Here are a handful of images from Pittsburgh Thanksgivings past: Our traditions that we still hold dear, and the ones that have changed over the decades. Dig in.
Workin’ for turkey
Players walk off of the muddy football field behind the Fort Pitt Elementary School in Garfield at the end of the 2007 Turkey Bowl, a neighborhood football game played every Thanksgiving. (Darrell Sapp/Post-Gazette)
Andrea Vargo, West Mifflin, left, and D.J. Kracinovsky, right, get close to the finish line of the 2014 YMCA Turkey Trot. (John Heller/Post-Gazette)
Exercise and Thanksgiving go hand-in-hand for some.
School kids
Dorothy Kennedy traces the hand of Jared Glatz, 5 as they make a paper turkey. Jared and his classmates from Highcliff Elementary School visited Manor Care Nursing and Rehabilitation Center in Ross for a Thanksgiving program. (Robin Rombach/Post-Gazette)

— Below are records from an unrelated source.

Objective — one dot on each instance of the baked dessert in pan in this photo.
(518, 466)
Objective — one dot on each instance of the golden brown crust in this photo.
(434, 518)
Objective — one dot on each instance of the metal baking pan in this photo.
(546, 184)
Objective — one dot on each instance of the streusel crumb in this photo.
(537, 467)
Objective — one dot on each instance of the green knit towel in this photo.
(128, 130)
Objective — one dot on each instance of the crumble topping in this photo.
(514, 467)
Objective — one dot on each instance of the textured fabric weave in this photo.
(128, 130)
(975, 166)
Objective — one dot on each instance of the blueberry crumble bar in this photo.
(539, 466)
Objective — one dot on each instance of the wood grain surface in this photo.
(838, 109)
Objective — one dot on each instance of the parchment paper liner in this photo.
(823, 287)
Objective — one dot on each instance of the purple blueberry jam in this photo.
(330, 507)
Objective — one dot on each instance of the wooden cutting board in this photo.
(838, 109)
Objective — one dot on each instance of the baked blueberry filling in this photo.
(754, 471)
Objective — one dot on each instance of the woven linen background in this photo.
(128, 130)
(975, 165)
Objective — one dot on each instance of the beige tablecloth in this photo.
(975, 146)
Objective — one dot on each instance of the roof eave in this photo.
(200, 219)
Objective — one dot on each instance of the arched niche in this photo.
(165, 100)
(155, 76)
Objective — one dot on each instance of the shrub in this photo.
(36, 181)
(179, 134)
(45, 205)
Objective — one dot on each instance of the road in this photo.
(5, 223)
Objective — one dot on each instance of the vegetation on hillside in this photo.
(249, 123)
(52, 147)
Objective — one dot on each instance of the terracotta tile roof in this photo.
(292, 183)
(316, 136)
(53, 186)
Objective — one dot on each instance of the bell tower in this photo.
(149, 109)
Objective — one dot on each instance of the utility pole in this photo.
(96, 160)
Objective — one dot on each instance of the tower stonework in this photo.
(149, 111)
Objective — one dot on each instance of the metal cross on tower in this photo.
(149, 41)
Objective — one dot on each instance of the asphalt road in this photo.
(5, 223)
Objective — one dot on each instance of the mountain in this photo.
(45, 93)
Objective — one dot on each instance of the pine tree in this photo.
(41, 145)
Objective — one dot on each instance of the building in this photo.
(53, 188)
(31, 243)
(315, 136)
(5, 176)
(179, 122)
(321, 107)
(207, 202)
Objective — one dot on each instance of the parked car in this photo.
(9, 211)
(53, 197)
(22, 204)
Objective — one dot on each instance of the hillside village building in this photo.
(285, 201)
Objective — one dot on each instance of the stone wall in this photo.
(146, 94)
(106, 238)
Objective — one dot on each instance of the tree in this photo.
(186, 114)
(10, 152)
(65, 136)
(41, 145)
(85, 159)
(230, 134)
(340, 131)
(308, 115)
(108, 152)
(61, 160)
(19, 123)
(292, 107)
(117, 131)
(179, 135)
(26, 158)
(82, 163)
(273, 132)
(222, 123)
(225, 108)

Brittany McNeill,of Homewood, gets creative during a Thanksgiving crafts session for children, where they were pasting together pilgrims and turkeys, at C.C. Mellor Library, Edgewood, in 1997. (Robert J. Pavuchak/Post-Gazette)
Waiting for a special lunch can be frustrating especially when it is a Thanksgiving feast but Gina Bao, 4, of Monroeville was able to pass the time adjusting her indian headband and then making a funny face in 2000. (Post-Gazette)

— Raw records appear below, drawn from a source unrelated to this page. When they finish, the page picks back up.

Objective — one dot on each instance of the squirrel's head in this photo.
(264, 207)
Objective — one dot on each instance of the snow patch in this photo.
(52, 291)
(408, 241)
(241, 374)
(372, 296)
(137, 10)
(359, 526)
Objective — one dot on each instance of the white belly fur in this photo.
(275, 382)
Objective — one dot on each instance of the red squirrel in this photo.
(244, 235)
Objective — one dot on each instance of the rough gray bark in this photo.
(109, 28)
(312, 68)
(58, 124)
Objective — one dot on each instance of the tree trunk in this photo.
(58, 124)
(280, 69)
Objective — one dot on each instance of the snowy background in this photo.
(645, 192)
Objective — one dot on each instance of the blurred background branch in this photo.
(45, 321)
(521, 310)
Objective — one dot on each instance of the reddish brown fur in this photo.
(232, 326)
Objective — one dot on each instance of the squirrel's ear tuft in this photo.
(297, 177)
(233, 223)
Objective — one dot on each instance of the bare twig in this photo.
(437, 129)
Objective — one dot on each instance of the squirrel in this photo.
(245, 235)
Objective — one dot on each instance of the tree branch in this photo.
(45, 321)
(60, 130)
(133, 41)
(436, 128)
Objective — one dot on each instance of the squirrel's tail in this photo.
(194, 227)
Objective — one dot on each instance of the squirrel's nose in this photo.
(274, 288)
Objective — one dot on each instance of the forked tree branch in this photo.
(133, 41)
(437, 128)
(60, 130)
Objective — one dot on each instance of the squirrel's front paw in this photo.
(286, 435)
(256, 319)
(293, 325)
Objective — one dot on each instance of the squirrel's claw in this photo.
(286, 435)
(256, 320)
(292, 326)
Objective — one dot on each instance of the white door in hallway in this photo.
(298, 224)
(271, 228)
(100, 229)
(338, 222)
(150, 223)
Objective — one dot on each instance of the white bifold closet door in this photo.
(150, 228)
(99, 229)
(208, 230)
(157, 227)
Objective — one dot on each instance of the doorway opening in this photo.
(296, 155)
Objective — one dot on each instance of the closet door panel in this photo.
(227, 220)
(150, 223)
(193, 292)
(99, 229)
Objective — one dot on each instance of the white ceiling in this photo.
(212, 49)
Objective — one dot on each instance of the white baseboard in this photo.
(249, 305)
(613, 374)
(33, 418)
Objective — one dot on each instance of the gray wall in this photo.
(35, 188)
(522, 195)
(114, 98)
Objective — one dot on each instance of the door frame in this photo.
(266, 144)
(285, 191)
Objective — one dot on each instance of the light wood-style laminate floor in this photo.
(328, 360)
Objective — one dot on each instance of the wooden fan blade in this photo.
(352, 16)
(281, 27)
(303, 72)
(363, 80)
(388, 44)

An elementary-school rite of passage: Getting wound up for the holidays.
A holiday hand
Central Christian Academy students form a chain to unload supplies for an Operation Drumstick Thanksgiving food collection at Washington City Mission in 2003. (Robert J. Pavuchak/Post-Gazette)
Daniel Smaglo, of Baldwin Township, takes sticks of butter out of their one pound boxes for the 1,060 baskets with food for Thanksgiving dinners on the North Side in 2017. (Darrell Sapp/Post-Gazette)
Helping with food drives has been a tradition for as long as people have needed a hand.
Shopaholics unanimous
Downtown shoppers on the day after Thanksgiving in 1974. (Pittsburgh Press)
Nate Murano and Kent Diasabeygunawardena of the North Side load up a 55-inch TV from Best Buy in Ross on Black Friday 2014. (Rebecca Droke/Post-Gazette)
It has a different name and a different focus — suburban malls vs. Downtown stores — but shopping on the day after feasting is by no means a recent development.
Snowy circumstances
The storm forced the postponement of Pitt’s annual game with Penn State. (Pittsburgh Press)
Yes, that’s a Sherman tank freeing a truck from the snow. (Post-Gazette)
The Boulevard of the Allies was deserted on the weekend after the storm. (Pittsburgh Press)
The day after Thanksgiving in 1950 was remarkable not for sales in the department stores, but for the weather — a blizzard swept through and dropped 31 inches of snow, effectively shutting down pretty much everything for several days.